On Febuary 6th, 2018, SpaceX launched a Tesla Roadster into orbit. Although somewhat of a publicity stunt, Starman, as dummy rider was later called, marked an impressive feat of engineering for the spacecraft manufacturer.

The very first launch of the Falcon Heavy would later spawn an immense variety of calculations, all of which show just how far and how deep Starman and his Tesla Roadster creep into the abyss.

Today, February 7th, one day after the Falcon Heavy's fifth anniversary, SpaceX CEO Elon Musk's Tesla Roadster prances indefinitely through the starways. According to JJ Hermes on Twitter, the Assistant Professor of Astronomy at Boston University, rotational values and various brightness measures prove just how far the Starman has come.

In his post, Hermes also highlights how the car can be seen blinking via a telescope in Chile, detailing how it's "1 million KM away, tens of thousands of times fainter than can be seen with the unaided eye."

Musk's Roadster has already circumnaviagted the sun itself 3.3 times, as reported via the website Where is Starman.

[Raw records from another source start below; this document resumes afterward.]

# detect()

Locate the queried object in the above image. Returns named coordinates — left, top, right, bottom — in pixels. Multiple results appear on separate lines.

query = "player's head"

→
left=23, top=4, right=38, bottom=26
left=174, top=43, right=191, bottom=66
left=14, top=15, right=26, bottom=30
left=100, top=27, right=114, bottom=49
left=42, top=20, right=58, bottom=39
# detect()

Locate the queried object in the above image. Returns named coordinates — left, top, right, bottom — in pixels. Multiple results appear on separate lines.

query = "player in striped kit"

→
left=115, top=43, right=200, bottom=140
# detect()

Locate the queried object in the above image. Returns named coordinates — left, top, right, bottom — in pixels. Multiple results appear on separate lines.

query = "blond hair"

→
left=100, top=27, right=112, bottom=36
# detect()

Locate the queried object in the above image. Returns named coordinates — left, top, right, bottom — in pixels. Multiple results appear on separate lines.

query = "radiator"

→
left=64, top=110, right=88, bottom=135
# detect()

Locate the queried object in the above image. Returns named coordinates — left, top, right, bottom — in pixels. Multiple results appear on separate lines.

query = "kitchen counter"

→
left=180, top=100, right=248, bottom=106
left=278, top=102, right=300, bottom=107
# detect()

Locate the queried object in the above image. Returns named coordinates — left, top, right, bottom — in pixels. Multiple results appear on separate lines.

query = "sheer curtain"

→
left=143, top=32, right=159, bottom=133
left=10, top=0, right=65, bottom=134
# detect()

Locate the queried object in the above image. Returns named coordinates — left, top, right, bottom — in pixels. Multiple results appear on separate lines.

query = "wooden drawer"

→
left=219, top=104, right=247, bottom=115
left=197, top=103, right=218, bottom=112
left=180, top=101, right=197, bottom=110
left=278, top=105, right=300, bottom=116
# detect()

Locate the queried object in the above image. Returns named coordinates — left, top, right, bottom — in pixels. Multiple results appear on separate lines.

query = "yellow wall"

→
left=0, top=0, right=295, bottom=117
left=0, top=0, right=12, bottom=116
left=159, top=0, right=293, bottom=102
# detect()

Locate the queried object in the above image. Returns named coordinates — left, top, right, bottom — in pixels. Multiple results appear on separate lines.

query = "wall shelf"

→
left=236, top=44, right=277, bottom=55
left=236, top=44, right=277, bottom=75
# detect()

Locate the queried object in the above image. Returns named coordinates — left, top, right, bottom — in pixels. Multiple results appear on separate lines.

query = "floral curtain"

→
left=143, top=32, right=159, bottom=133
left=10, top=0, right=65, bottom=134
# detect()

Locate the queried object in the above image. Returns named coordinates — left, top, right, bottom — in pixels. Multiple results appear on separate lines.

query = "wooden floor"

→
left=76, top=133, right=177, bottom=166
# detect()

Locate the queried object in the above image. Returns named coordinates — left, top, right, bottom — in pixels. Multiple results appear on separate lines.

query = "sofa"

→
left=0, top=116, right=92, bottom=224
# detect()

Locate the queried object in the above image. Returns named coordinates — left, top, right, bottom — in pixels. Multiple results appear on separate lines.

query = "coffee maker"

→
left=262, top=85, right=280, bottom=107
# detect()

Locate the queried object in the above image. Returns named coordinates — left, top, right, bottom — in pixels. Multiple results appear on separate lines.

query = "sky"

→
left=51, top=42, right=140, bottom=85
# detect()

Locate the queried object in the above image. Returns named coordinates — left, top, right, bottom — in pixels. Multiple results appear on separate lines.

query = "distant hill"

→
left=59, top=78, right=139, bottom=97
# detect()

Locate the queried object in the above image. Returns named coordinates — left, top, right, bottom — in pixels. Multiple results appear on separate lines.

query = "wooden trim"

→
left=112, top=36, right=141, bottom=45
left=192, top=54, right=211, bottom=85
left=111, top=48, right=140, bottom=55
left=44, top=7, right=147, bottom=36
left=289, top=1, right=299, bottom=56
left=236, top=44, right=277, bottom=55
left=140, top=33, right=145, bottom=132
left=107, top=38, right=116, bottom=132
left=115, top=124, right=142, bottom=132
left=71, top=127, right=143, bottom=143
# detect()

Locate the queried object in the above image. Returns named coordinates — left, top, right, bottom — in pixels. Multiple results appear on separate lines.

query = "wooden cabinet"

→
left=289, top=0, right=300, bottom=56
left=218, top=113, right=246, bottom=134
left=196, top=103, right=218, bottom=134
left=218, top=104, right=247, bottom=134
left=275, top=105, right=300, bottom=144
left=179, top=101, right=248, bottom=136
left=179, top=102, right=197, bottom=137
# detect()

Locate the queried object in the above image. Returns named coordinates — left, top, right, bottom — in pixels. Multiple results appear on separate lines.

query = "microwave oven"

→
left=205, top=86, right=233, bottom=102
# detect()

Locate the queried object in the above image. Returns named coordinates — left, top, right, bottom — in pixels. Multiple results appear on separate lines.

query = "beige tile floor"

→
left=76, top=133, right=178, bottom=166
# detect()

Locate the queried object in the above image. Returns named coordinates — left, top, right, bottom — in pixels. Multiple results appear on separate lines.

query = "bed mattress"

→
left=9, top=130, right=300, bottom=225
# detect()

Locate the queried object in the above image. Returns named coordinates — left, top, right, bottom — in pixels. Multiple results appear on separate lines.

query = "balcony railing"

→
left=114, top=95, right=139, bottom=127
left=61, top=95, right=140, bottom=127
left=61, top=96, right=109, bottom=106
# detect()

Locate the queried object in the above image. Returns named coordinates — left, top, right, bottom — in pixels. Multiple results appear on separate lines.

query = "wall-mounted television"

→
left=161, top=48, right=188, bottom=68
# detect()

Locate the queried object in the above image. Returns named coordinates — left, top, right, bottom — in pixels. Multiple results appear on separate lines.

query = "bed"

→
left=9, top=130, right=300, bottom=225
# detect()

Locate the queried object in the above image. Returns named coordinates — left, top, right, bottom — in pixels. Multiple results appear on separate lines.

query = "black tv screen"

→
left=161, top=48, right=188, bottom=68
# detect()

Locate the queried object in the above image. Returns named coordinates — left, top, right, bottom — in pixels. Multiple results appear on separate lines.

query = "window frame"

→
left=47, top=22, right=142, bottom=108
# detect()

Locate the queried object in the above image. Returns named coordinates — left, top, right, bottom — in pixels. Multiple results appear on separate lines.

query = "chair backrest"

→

Their insight points out various measurements, even including a replicated solar system that pinpoints exactly where the roadster now is in relation to us and our neighboring planets. The Starman certainly is well over one million km away from earth, as the astronomers behind the site posit a remarkable 327 million km and counting.

Hilariously, Musk's Roadster has already well exceeded its 36,000 mile warranty, hitting a whopping 2.5 billion miles, traveling at a speed of 51 thousand miles per hour. Surprisingly, it has yet to be hit by any kind of space debris, and could well be on its way to a lengthy forever as it bounces between Earth and Mars' orbit.

Special music was also gifted the Starman so the never-ending silence of space could be drowned out by the awesome chords of David Bowie. Both his Life on Mars? and Space Oddity tracks play in Starman's right and left ears and have now been played 668,726 and 496,287 times, respectively. Quite alot of rock music for one person - that is, of course, if the battery even still works.

According to a report published by the journal of Aerospace, the Tesla Roadster does have some probabilities for hitting several celestial bodies. These include a 12 percent chance of ramming into Venus or the Sun, as well as a 22 percent probability of hitting our own planet. There were also some rare close encounters with both Mars and Mercury, but "none of them resulted in a physical collision," the paper concludes.

One must note that much of the data is represented in several millions of years, meaning that the Tesla Roadster isn't crashing into Earth any time soon. The Starman and his Roadster will, however, make a small trip relatively close to the planet within the next century at the very least, coming closer even than our moon.